Totally saw the bedrug being made as well this past weekend at CW - definitely also thought that it looked like something out of the 1970's! Great post about a common household feature for most homes in the 18th c.
Almost 20 pounds? That would be perfect for us. We like a lot of weight on our bed in winter. Makes snuggling under the covers so much nicer. The closest I've come to a bed rug is the Matelassé covers Company Store does. They're very heavy and comfy. So one of those, my heavyweight down comforter and two quilts and I'm a happy camper. I think I'd have been happy then too.
A printed version of snug as a bug in a rug predates Franklin's. In 1769 David Garrick published Garrick's vagary, or England run mad; with particulars of the Stratford Jubliee, in which he said,"If she [a rich widow] has the mopus's [coins or money], I'll have her, as snug as a bug in a rug."
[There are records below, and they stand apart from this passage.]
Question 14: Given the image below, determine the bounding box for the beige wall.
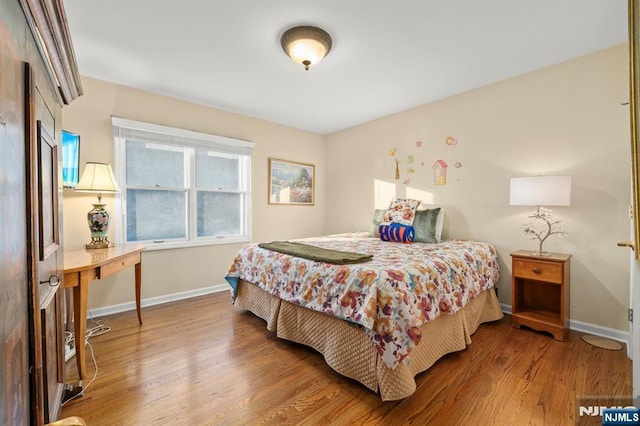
[326,45,630,330]
[62,78,326,308]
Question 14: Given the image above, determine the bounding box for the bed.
[225,233,503,401]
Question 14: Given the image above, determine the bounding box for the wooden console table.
[63,244,144,380]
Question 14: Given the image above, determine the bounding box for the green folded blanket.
[258,241,373,265]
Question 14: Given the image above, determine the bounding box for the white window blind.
[112,117,253,248]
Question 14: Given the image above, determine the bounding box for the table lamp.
[509,176,571,256]
[75,162,120,249]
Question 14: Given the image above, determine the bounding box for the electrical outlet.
[64,340,76,362]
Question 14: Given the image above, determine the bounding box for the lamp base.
[530,250,553,257]
[84,242,113,249]
[84,237,113,249]
[84,201,112,249]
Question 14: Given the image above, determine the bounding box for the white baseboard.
[88,284,231,318]
[500,303,629,345]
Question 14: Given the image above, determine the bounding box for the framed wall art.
[269,158,316,206]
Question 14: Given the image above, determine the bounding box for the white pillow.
[418,203,444,242]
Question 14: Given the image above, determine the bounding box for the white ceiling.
[64,0,627,134]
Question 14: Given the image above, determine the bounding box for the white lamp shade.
[509,176,571,206]
[75,163,120,192]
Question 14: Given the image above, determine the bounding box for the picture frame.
[268,158,316,206]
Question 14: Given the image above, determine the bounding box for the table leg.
[73,272,89,380]
[136,262,142,325]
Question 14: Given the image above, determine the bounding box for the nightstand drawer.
[513,258,562,284]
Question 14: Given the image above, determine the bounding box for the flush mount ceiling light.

My grandmother (born in 1890) used many Olde English phrases like this. She explained the bed rugs to me just as you have; however, the bugs were bed bugs. [Bed] bugs in [bed] rugs were snug/there to stay/impossible to get rid of. Over time, the phrase developed the positive connotation that it has today.
Is there any evidence of this type of bed rugg being woven here in colonies vs. being imported from England?